Mais que se passerait-il si Rumei insistait sur le fait que son enfant était celui de Huaiyuan
? Pourquoi Lu Jianfeng s’acharne-t-il sur Huaiyuan à chaque occasion
? Et que signifie exactement l’expression «
faire d’une pierre trois coups
» employée par Huaiyuan
? Ces nombreuses questions me taraudaient, sans réponse pour le moment. Je ne pouvais que réprimer mes inquiétudes et ma curiosité, laissant une fatigue accablante m’emporter dans un sommeil paisible…
« Xiuyu, suis-je vraiment obligée de boire ça ? » Je fronçai les sourcils, fixant d'un air amer le grand bol de médicament sombre et noir devant moi — quand cela finira-t-il ?
«
D’accord.
» Xiuyu hocha la tête fermement et, voyant mon air soucieux, elle ne put s’empêcher d’éclater de rire
: «
Dépêche-toi de le boire, ma chère sœur
! Regarde, j’ai préparé tous les fruits secs de Babaozhai pour toi
!
»
« À quoi ça sert ? » murmurai-je entre mes dents, prenant à contrecœur le bol et le posant sur la petite table de chevet. « Très bien, laisse-le là.
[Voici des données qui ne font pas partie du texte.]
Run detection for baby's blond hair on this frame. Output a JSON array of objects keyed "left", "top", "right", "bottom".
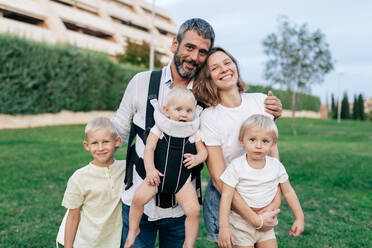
[
  {"left": 85, "top": 117, "right": 118, "bottom": 139},
  {"left": 165, "top": 86, "right": 196, "bottom": 107},
  {"left": 239, "top": 114, "right": 278, "bottom": 141}
]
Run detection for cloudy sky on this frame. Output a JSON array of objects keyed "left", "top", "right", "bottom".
[{"left": 151, "top": 0, "right": 372, "bottom": 102}]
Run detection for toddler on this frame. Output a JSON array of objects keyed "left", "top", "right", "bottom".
[
  {"left": 218, "top": 115, "right": 304, "bottom": 248},
  {"left": 62, "top": 117, "right": 125, "bottom": 248}
]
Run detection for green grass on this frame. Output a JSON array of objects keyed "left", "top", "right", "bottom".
[{"left": 0, "top": 118, "right": 372, "bottom": 248}]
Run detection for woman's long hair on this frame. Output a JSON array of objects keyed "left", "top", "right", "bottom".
[{"left": 192, "top": 47, "right": 247, "bottom": 107}]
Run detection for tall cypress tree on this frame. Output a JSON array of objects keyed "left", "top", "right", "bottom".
[
  {"left": 353, "top": 95, "right": 359, "bottom": 120},
  {"left": 341, "top": 92, "right": 350, "bottom": 119},
  {"left": 358, "top": 94, "right": 366, "bottom": 121}
]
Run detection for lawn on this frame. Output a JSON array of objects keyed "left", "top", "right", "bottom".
[{"left": 0, "top": 118, "right": 372, "bottom": 248}]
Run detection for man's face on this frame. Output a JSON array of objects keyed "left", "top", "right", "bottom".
[{"left": 172, "top": 30, "right": 211, "bottom": 79}]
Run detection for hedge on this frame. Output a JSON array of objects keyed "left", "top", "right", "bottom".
[
  {"left": 0, "top": 34, "right": 143, "bottom": 114},
  {"left": 248, "top": 85, "right": 320, "bottom": 112},
  {"left": 0, "top": 34, "right": 320, "bottom": 115}
]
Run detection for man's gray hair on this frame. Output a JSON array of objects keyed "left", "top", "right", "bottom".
[
  {"left": 176, "top": 18, "right": 215, "bottom": 48},
  {"left": 85, "top": 117, "right": 117, "bottom": 137}
]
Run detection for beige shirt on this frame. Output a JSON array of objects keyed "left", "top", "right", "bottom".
[{"left": 62, "top": 160, "right": 126, "bottom": 248}]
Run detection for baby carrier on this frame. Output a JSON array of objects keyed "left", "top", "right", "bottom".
[{"left": 124, "top": 71, "right": 203, "bottom": 208}]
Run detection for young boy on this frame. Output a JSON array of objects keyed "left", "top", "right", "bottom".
[
  {"left": 218, "top": 115, "right": 304, "bottom": 248},
  {"left": 124, "top": 87, "right": 207, "bottom": 248},
  {"left": 62, "top": 117, "right": 125, "bottom": 248}
]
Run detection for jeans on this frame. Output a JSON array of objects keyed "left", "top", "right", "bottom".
[
  {"left": 121, "top": 204, "right": 186, "bottom": 248},
  {"left": 203, "top": 180, "right": 221, "bottom": 243}
]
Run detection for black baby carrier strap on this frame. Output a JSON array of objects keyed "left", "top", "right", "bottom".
[{"left": 124, "top": 70, "right": 162, "bottom": 190}]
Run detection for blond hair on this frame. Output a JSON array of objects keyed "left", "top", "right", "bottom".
[
  {"left": 85, "top": 117, "right": 118, "bottom": 139},
  {"left": 192, "top": 47, "right": 247, "bottom": 107},
  {"left": 165, "top": 86, "right": 196, "bottom": 107},
  {"left": 239, "top": 114, "right": 278, "bottom": 141}
]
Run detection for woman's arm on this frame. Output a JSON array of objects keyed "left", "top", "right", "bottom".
[
  {"left": 64, "top": 208, "right": 80, "bottom": 248},
  {"left": 207, "top": 146, "right": 279, "bottom": 231},
  {"left": 218, "top": 183, "right": 235, "bottom": 248}
]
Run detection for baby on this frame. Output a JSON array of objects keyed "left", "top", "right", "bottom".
[{"left": 218, "top": 115, "right": 304, "bottom": 248}]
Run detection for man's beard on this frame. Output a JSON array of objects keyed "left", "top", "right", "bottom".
[{"left": 173, "top": 49, "right": 200, "bottom": 79}]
Je le boirai plus tard. »
« Sœur Qingyang. » Xiuyu me regarda d'un air long — cette fille devient de plus en plus audacieuse, elle ose maintenant me manquer de respect ?!
« Il fait trop chaud ! Laisse-le refroidir avant de le boire », ai-je répondu d'un ton nonchalant, avant de changer rapidement de sujet : « Xiuyu, pourquoi Zhang Bing est-il là ? » — En réalité, ce qui m'intriguait le plus, c'était de savoir comment Xiuyu pouvait pardonner à Zhang Bing.
Xiuyu rougit, baissa la tête et tordit le bas de sa robe. « Eh bien, peu après notre arrivée à Bianjing, ma sœur et moi, ma tante est décédée. Binglang l'a enterrée, a vendu tous ses biens et est venu à la capitale. » Puis elle releva la tête et me fit face avec courage. « En réalité, si Binglang m'a soignée ce jour-là, c'est parce que le médecin avait dit que ma tante n'en avait plus pour longtemps. Binglang ne voulait pas qu'elle meure en paix, alors… Sœur Qingyang, vous ne m'en voudrez pas de pardonner si facilement à Binglang, n'est-ce pas ? »
En voyant ce petit visage plein d'espoir, comment aurais-je pu lui dire quoi que ce soit de répréhensible
? D'ailleurs, après tout ce qui s'est passé, j'ai soudain compris
: les sentiments ne se comprennent pas en s'arrêtant aux apparences
! Le plus souvent, il faut faire preuve de sincérité pour comprendre, pardonner et être tolérant. Comment des personnes extérieures peuvent-elles prétendre juger du bien et du mal
?
« Xiuyu, es-tu heureuse ? Es-tu joyeuse ? » Je tenais les mains douces et délicates de Xiuyu, les fixant intensément dans ses yeux clairs et brillants, et lui demandai doucement… Xiuyu rougit et baissa timidement la tête.